Tras las elecciones del Frente Popular de febrero de 1936, Romero recibió, como tantos seguidores de Azaña, un puesto público relevante, nada menos que gobernador civil de León. Pronto sería sustituido por el riojano Emilio Francés, cuando el catedrático fue nombrado gobernador de Huelva, puesto que no llegó a ocupar porque se cruzó el golpe militar de julio con sus tareas docentes de final de curso. Asegura Escapa que la demora le salvó la vida, aunque, como Francés y otros dirigentes republicanos leoneses, no evitó su estancia en la prisión de S. Marcos primero (donde compartió celda con Crémer y Joaquín Heredia Guerra) y luego la de Valladolid. Había sido detenido el 16 de septiembre de 1936. Sobra decir que en su ensayo de 1932, además de su puesto político y su relevancia social, había suficiente materia para condenarlo a la máxima pena según el criterio al uso de los golpistas. Emilio Francés fue fusilado, como también lo fue su colega Manuel Santamaría, catedrático de Lengua y Literatura en León.

Un tipo con suerte
El ministro de Orden Público le libró de la ejecución por la mediación de la familia

¿Qué salvó la vida a Hipólito Romero? Simplemente la suerte de ser reclamado en Valladolid, donde iba a protegerlo el nuevo ministro de Orden Público, el ferrolano Severiano Martínez Anido (1862-1938), que le libró de la ejecución por la proverbial mediación de la familia del detenido con Irene Rojí Acuña, esposa de Anido e inspectora de primera enseñanza. ¿Se conocían? Romero había estado ejerciendo en el Instituto Femenino Infanta Cristina de Barcelona.

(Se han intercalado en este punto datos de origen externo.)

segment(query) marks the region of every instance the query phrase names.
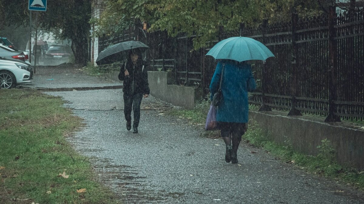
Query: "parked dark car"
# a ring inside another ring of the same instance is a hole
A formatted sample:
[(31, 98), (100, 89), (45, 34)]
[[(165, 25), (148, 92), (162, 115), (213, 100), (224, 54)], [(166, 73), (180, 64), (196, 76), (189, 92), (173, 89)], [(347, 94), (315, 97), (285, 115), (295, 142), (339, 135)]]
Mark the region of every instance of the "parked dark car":
[(12, 58), (25, 62), (25, 55), (22, 51), (12, 51), (9, 48), (0, 44), (0, 57)]
[(52, 59), (68, 62), (73, 56), (71, 48), (68, 45), (55, 45), (50, 46), (46, 52), (46, 59)]
[(14, 46), (14, 44), (13, 44), (13, 43), (10, 42), (10, 41), (6, 37), (0, 37), (0, 44), (3, 44), (5, 46), (10, 48), (13, 50), (17, 51), (17, 50), (15, 48), (15, 47)]

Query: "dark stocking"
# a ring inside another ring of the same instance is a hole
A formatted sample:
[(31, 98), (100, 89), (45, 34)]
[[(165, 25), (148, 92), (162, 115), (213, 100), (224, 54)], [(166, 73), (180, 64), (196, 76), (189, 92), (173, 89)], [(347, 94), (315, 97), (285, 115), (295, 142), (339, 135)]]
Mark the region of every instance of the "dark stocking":
[(240, 132), (235, 132), (233, 133), (232, 140), (233, 140), (233, 152), (235, 155), (237, 155), (238, 152), (238, 148), (241, 140), (241, 135)]
[(231, 145), (231, 134), (230, 131), (221, 130), (221, 136), (226, 146)]

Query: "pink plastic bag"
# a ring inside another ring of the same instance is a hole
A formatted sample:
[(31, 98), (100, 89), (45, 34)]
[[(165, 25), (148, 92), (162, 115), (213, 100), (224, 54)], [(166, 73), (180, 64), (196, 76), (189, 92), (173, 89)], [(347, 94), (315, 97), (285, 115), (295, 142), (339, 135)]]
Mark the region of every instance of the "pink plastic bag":
[(216, 107), (212, 105), (210, 107), (209, 113), (206, 118), (206, 124), (205, 125), (205, 130), (217, 130), (217, 123), (216, 122), (216, 114), (217, 110)]

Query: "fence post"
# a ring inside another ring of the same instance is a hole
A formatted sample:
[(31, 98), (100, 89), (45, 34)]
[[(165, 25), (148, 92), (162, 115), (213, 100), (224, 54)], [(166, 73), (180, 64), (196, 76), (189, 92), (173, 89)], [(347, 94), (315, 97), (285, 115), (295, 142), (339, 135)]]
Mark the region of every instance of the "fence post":
[(336, 100), (336, 72), (337, 64), (336, 61), (337, 54), (336, 41), (334, 24), (336, 24), (335, 7), (329, 7), (329, 67), (328, 74), (329, 76), (329, 114), (325, 120), (325, 122), (339, 122), (340, 117), (335, 115), (336, 106), (334, 101)]
[(177, 83), (177, 37), (175, 37), (174, 38), (173, 40), (173, 44), (174, 44), (174, 50), (173, 50), (173, 65), (174, 65), (174, 74), (175, 74), (175, 79), (174, 81), (176, 83)]
[(291, 83), (292, 83), (291, 86), (291, 94), (292, 95), (292, 101), (291, 104), (292, 106), (290, 110), (288, 112), (287, 115), (302, 115), (301, 112), (296, 109), (296, 104), (297, 99), (296, 98), (297, 94), (297, 90), (298, 89), (298, 79), (297, 75), (297, 61), (300, 59), (297, 58), (297, 45), (296, 44), (296, 25), (297, 24), (297, 21), (298, 18), (298, 15), (296, 12), (294, 12), (292, 13), (292, 48), (291, 52), (291, 69), (292, 70), (292, 76), (291, 77)]
[(166, 38), (167, 38), (166, 31), (163, 31), (162, 32), (162, 71), (165, 71), (164, 69), (164, 58), (165, 55), (165, 50), (167, 48), (166, 46)]
[[(262, 26), (262, 43), (265, 44), (265, 34), (266, 33), (267, 25), (268, 24), (268, 20), (265, 19), (263, 20), (263, 25)], [(269, 106), (265, 105), (266, 101), (266, 97), (265, 93), (267, 92), (266, 82), (268, 81), (268, 76), (267, 73), (267, 66), (265, 62), (263, 62), (263, 70), (262, 73), (262, 105), (259, 108), (258, 111), (272, 111), (272, 109)]]

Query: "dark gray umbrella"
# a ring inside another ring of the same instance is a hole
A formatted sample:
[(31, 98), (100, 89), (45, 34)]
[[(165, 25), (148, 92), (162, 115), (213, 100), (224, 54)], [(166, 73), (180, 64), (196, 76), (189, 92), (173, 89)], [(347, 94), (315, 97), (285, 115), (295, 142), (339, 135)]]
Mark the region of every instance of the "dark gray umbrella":
[(98, 65), (112, 63), (126, 59), (127, 55), (124, 51), (138, 49), (143, 52), (149, 48), (147, 45), (139, 41), (123, 42), (109, 46), (99, 54), (96, 60)]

Tal vez en esa estancia se tejió la amistad, tan beneficiosa para el filósofo. Se incautaron sus bienes pero consiguió salir de la cárcel en 1938. No le permitieron permanecer en Valladolid, por eso se trasladó a Palencia, donde dio clases en la Academia Minerva. Finalmente fue rehabilitado y reingresado en el servicio, incorporándose en 1946 al Instituto Jorge Manrique de la ciudad. Hojeando sus obras de postguerra se puede decir que la censura y los avatares de la represión no amilanaron a Hipólito Romero, que siguió exhibiendo frescura en sus escritos y agudeza en el análisis. No tocaba, claro está, temas políticos y alguna vez invocó a Dios en la efusión de sus anhelos. En 1941 se atrevió a escribir sobre Unamuno, aunque se guardó de mencionar el incidente con Millán Astray, pero expuso las dudas del vasco universal sobre la fe, de tal modo ««que alborotó a la clerigalla»», sin olvidar el sentido unamuniano de la españolidad, su quijotismo, sus contradicciones y sus paradojas. Estaba postergado don Hipólito pero colaboró en Espadaña y Revista de Ideas Estéticas (Barcelona), además de escribir otro ensayo sobre Sancho Panza como paradigma de la sensatez. La muerte le sorprendió con alguna obra inédita. Informa Ernesto Escapa que todo lo malogró la enfermedad de Charcot, un padecimiento nervioso de carácter hereditario que le trató el doctor Marañón.